Martine Franck was a British-Belgian documentary and portrait photographer.
Background
Martine Franck was born on April 2, 1938 in Antwerp, Belgium to the Belgian banker Louis Franck and his British wife, Evelyn. After her birth the family moved almost immediately to London. A year later, her father joined the British army, and the rest of the family were evacuated to the United States, spending the remainder of the Second World War on Long Island and in Arizona.
Education
Martine Franck was in boarding school from the age of six onwards. She attended Heathfield School, an all-girls boarding school close to Ascot in England, and studied the history of art from the age of 14. Martine Franck studied art history at the University of Madrid and at the Ecole du Louvre in Paris.
Career
In 1963, Franck's photography career started following trips to the Far East, having taken pictures with her cousin’s Leica camera. Returning to France in 1964, now possessing a camera of her own, she became an assistant to photographers Eliot Elisofon and Gjon Mili at Time-Life. By 1969 she was a busy freelance photographer for magazines such as Vogue, Life and Sports Illustrated, and the official photographer of the Théâtre du Soleil (a position she held for 48 years). From 1970 to 1971 she worked in Paris at the Agence Vu photo agency, and in 1972 she co-founded the Viva agency.
In 1980, Martine Franck joined the Magnum Photos cooperative agency as a "nominee", and in 1983 she became a full member. She was one of a very small number of women to be accepted into the agency.

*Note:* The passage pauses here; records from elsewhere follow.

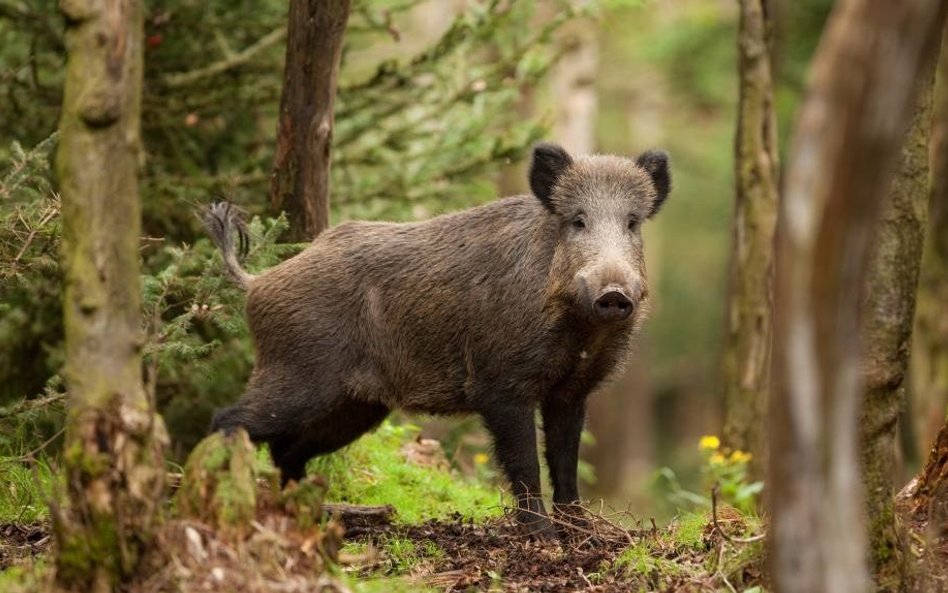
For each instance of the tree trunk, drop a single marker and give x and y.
(930, 347)
(113, 452)
(300, 181)
(930, 343)
(887, 334)
(572, 82)
(747, 349)
(844, 151)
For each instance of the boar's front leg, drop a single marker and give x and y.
(563, 418)
(515, 443)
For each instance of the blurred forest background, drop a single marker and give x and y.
(438, 104)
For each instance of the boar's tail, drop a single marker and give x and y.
(223, 220)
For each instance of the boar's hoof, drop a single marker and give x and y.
(539, 528)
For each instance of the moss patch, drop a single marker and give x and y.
(373, 471)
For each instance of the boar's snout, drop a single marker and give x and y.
(613, 305)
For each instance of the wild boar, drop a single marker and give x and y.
(526, 302)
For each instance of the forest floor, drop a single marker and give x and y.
(449, 532)
(455, 554)
(439, 530)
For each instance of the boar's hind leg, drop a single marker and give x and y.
(562, 426)
(515, 443)
(324, 433)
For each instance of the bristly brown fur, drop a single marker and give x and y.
(495, 310)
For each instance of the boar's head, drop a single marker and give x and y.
(600, 203)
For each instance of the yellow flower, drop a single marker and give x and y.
(740, 457)
(709, 443)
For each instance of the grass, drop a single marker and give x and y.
(24, 490)
(373, 471)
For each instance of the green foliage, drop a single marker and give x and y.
(422, 124)
(25, 491)
(374, 471)
(689, 551)
(726, 470)
(404, 555)
(198, 349)
(30, 317)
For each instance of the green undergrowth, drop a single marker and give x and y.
(24, 490)
(689, 551)
(375, 471)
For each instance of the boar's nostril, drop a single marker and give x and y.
(613, 305)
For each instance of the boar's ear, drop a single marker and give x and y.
(549, 162)
(655, 163)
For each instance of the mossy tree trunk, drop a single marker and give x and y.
(844, 152)
(930, 342)
(300, 181)
(747, 349)
(113, 453)
(891, 288)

In 1983, Martine Franck completed a project for the now-defunct French Ministry of Women's Rights and in 1985 she began collaborating with the non-profit International Federation of Little Brothers of the Poor. In 1993, she first traveled to the Irish island of Tory where she documented the tiny Gaelic community living there. Martine Franck also traveled to Tibet and Nepal, and with the help of Marilyn Silverstone photographed the education system of the Tibetan Tulkus monks.
In 2003 and 2004 Martine Franck returned to Paris to document the work of theater director Robert Wilson who was staging La Fontaine's fables at the Comédie Française.

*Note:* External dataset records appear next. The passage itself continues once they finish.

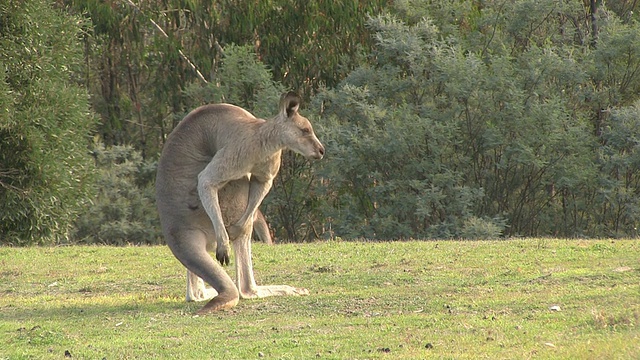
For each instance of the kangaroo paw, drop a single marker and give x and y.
(218, 303)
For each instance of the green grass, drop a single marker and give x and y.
(390, 300)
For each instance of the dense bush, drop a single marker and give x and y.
(45, 170)
(513, 119)
(123, 209)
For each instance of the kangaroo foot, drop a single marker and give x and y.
(273, 290)
(218, 303)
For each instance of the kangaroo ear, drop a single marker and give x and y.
(289, 103)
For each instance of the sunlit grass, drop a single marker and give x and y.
(532, 298)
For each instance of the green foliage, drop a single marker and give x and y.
(123, 210)
(493, 121)
(45, 171)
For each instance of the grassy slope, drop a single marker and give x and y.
(368, 300)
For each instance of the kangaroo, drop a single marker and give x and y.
(215, 169)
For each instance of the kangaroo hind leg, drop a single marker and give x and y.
(190, 248)
(244, 274)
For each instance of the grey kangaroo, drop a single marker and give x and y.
(215, 169)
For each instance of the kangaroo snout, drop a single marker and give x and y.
(320, 153)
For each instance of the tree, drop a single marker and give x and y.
(45, 169)
(475, 119)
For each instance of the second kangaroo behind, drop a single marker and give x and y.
(214, 147)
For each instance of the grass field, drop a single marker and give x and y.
(517, 299)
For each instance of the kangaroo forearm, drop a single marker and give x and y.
(257, 192)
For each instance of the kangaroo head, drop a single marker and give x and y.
(297, 132)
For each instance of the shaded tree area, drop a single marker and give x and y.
(45, 169)
(137, 74)
(479, 119)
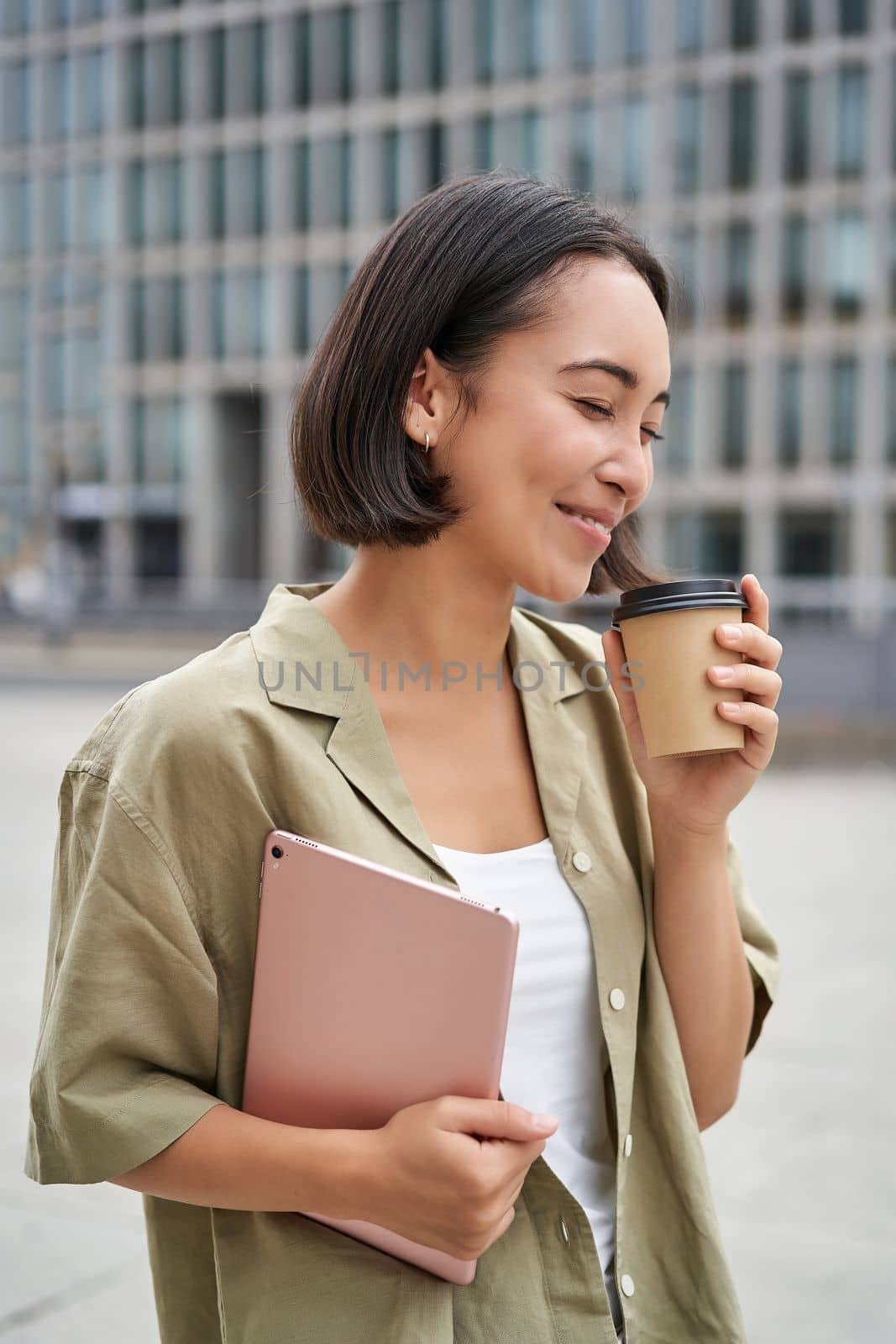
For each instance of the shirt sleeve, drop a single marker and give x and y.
(128, 1039)
(759, 947)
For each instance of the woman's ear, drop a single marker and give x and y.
(423, 410)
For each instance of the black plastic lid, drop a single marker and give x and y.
(678, 597)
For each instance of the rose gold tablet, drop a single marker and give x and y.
(372, 991)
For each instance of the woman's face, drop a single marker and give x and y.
(547, 433)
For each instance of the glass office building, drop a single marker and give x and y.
(186, 190)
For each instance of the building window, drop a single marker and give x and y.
(13, 333)
(15, 80)
(438, 44)
(533, 44)
(790, 412)
(15, 18)
(743, 24)
(812, 543)
(634, 145)
(157, 318)
(794, 273)
(852, 17)
(849, 262)
(301, 309)
(844, 409)
(157, 440)
(155, 201)
(161, 81)
(244, 50)
(891, 409)
(738, 270)
(390, 172)
(852, 120)
(90, 222)
(799, 20)
(436, 152)
(484, 39)
(58, 221)
(239, 313)
(687, 143)
(483, 143)
(391, 47)
(679, 423)
(301, 60)
(582, 34)
(531, 128)
(301, 194)
(582, 145)
(734, 416)
(634, 38)
(90, 92)
(797, 128)
(13, 449)
(237, 81)
(156, 551)
(54, 369)
(244, 188)
(688, 27)
(60, 71)
(684, 252)
(741, 132)
(710, 542)
(15, 214)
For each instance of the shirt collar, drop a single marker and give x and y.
(304, 664)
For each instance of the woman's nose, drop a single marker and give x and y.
(627, 465)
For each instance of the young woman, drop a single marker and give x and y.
(499, 362)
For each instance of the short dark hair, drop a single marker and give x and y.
(472, 260)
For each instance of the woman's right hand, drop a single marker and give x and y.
(448, 1173)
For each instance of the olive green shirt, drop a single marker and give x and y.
(163, 813)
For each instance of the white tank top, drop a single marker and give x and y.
(557, 1054)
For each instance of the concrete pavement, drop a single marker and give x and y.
(802, 1167)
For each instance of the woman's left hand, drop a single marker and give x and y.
(699, 792)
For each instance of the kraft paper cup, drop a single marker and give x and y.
(669, 644)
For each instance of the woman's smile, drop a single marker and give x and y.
(594, 533)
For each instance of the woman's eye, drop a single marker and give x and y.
(656, 437)
(594, 407)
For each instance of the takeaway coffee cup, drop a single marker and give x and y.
(669, 644)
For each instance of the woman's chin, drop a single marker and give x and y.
(559, 588)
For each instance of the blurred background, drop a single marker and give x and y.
(184, 194)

Nine books of Franck's photographs have been published. She continued working even after she was diagnosed with bone cancer in 2010. Her last exhibition was in October 2011 at the Maison Européenne de la Photographie. The exhibit consisted of 62 portraits of artists "coming from somewhere else" collected from 1965 through 2010. This same year, there were collections of portraits shown at New York's Howard Greenberg Gallery and at the Claude Bernard Gallery, Paris.